奇産所鐘、 珍しい産物があつまるところ。
厥生荈草、 厥に荈草が生じ、
彌谷被崗。 谷をわたり、崗をおおう。
承豊壌之滋潤、 豊かな土壌の潤い、
受甘霊之霄降。 甘露のような夜露の潤い。
月惟初秋、 季節はまさに初秋、
農功少休、 農作業の手を休めて、
結偶同旅、 仲間たちと一緒に、
是采是求。 これを採り、あれを求める。
水則岷方之注、 水は岷江から注ぎ、
挹彼清流。 その清流をくむ。
器澤陶簡、 器は質素な陶器で、
出自東隅、 東方のものを選ぶ。
酌之以匏、 水を汲むにはひさごで、
取式公劉。 その方式は公劉のもの。
惟茲初成、 お茶が入ると、
沫沈華浮、 沫が沈み、華(湯の花、或いは湯の泡であろう)が浮ぶ。
焕如積雪、 積雪のように輝き、
曄若春敷。 春の野原のように華やかだ。
この『荈賦』、内容の豊かさで『茶経』に遙かに及ばない。また、詩と茶書としての表現方法も異なり、時代も隔たり、喫茶の発展状況も異なるため、同一に比較はできないが、『荈賦』から内容に関わるテーマを抽出すると、「産地」「環境」「製造」「水」「道具」「喫茶」となる。
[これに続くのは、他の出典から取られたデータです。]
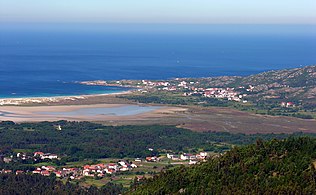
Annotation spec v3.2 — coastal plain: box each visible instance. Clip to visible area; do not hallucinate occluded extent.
[0,94,316,134]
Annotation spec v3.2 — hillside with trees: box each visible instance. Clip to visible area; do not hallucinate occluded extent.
[0,121,313,161]
[131,137,316,194]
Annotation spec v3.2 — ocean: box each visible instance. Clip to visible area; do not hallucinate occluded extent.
[0,24,316,98]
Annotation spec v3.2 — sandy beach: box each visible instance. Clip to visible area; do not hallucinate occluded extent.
[0,104,187,122]
[0,90,132,106]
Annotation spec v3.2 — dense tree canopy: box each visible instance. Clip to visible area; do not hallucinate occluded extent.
[131,137,316,194]
[0,121,308,158]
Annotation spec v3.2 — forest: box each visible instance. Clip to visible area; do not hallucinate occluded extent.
[0,121,314,161]
[0,174,123,195]
[130,137,316,194]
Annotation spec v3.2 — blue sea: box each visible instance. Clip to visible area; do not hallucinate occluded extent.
[0,24,316,98]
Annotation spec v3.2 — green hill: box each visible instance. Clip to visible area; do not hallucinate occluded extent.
[131,137,316,194]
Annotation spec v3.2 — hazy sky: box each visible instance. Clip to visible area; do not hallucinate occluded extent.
[0,0,316,24]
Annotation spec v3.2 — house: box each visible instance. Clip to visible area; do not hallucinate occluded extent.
[42,166,56,172]
[180,153,196,160]
[131,164,138,168]
[34,152,44,157]
[3,170,12,173]
[41,153,58,160]
[146,156,158,162]
[167,154,179,160]
[41,170,50,176]
[54,171,62,177]
[3,157,12,163]
[189,160,197,165]
[15,170,24,175]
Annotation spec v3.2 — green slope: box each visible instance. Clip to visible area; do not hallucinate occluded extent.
[131,138,316,194]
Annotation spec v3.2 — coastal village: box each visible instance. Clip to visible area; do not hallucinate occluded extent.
[80,78,253,103]
[0,152,209,180]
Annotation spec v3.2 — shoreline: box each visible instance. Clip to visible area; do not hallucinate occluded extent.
[0,89,134,108]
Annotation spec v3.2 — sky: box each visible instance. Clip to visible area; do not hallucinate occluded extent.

「テーマ」だけで『荈賦』と『茶経』を見ても、陸羽が「テーマ」を追加しているのが一目瞭然である。「なに」を使うべきか、言い換えれば、茶文化に「なに」があるべきか、それこそが陸羽の茶文化の「選択眼」であった。ちなみに、上記列挙した『茶経』十部の内容構成は現在でもほぼ変わらず、今の中国茶文化の構成構図である。
『茶経』での中国茶文化の定義こそ、陸羽が茶文化を樹立したとされる最大の理由である。
◆ 二 陸羽の取捨
『茶経』は茶文化を総合的に纏めているが、陸羽は百科事典のようにはしなかった。たとえば、各種の喫茶方法に関する記述がその代表例である。陸羽以前にいくつかの異なる喫茶方法が存在したことはすでに紹介した。陸羽は『茶経』で餅茶を用いる「煎茶法」についてだけは道具、手順、注意点など細かく紹介し、推奨しているが、他の喫茶方法については、詳細な紹介を避けた。このような「全面的」「網羅的」ではない記述方法が「煎茶法」ブームを起こし、唐の一時代を画した。
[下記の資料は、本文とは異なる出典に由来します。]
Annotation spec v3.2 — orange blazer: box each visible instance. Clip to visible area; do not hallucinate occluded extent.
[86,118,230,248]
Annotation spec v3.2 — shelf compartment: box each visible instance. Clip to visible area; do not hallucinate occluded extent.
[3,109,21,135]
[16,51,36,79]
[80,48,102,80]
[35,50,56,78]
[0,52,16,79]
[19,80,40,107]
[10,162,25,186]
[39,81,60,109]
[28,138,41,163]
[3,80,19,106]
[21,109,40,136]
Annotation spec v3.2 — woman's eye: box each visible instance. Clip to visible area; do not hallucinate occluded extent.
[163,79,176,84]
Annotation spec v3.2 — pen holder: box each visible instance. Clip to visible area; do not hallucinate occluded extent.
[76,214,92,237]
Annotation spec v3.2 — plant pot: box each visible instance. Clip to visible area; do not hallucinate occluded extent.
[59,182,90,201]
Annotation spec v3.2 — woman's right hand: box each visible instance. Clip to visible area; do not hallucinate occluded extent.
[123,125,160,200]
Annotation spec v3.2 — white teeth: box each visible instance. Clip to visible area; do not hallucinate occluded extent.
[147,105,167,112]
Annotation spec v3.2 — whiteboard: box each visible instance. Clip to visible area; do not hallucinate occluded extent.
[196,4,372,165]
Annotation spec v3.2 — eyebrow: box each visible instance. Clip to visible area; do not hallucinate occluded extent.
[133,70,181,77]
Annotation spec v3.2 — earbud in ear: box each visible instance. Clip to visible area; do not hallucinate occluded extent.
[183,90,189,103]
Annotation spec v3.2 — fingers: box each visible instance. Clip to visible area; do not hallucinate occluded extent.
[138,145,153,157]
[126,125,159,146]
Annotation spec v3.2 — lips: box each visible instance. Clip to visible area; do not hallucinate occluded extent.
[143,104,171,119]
しかし、現在の日本茶道と比較すると、『茶経』には二点の「不足」が感じられる。
一 手前に関する考案の不足。
二 喫茶思想(心理)に関する記述の不足。
確かに陸羽は日本茶道のような「厳格な」手前を考案しなかった。その理由は、中国茶人は茶を淹れる過程(手順、手前)より、茶を飲むこと、そして茶の色・香・味を重視したため、茶を淹れるのは使用人任せというのも珍しくなかった。また、中国茶文化の担い手は知識人(文人)で、茶を趣味と捉えていて、寺院・和上を経由して茶を輸入、その後、生まれた日本茶道のような「修行精神」が希薄だった。なによりも中国の文人たちは「趣味」を枠に嵌めず、個性、自由を好んだからであった。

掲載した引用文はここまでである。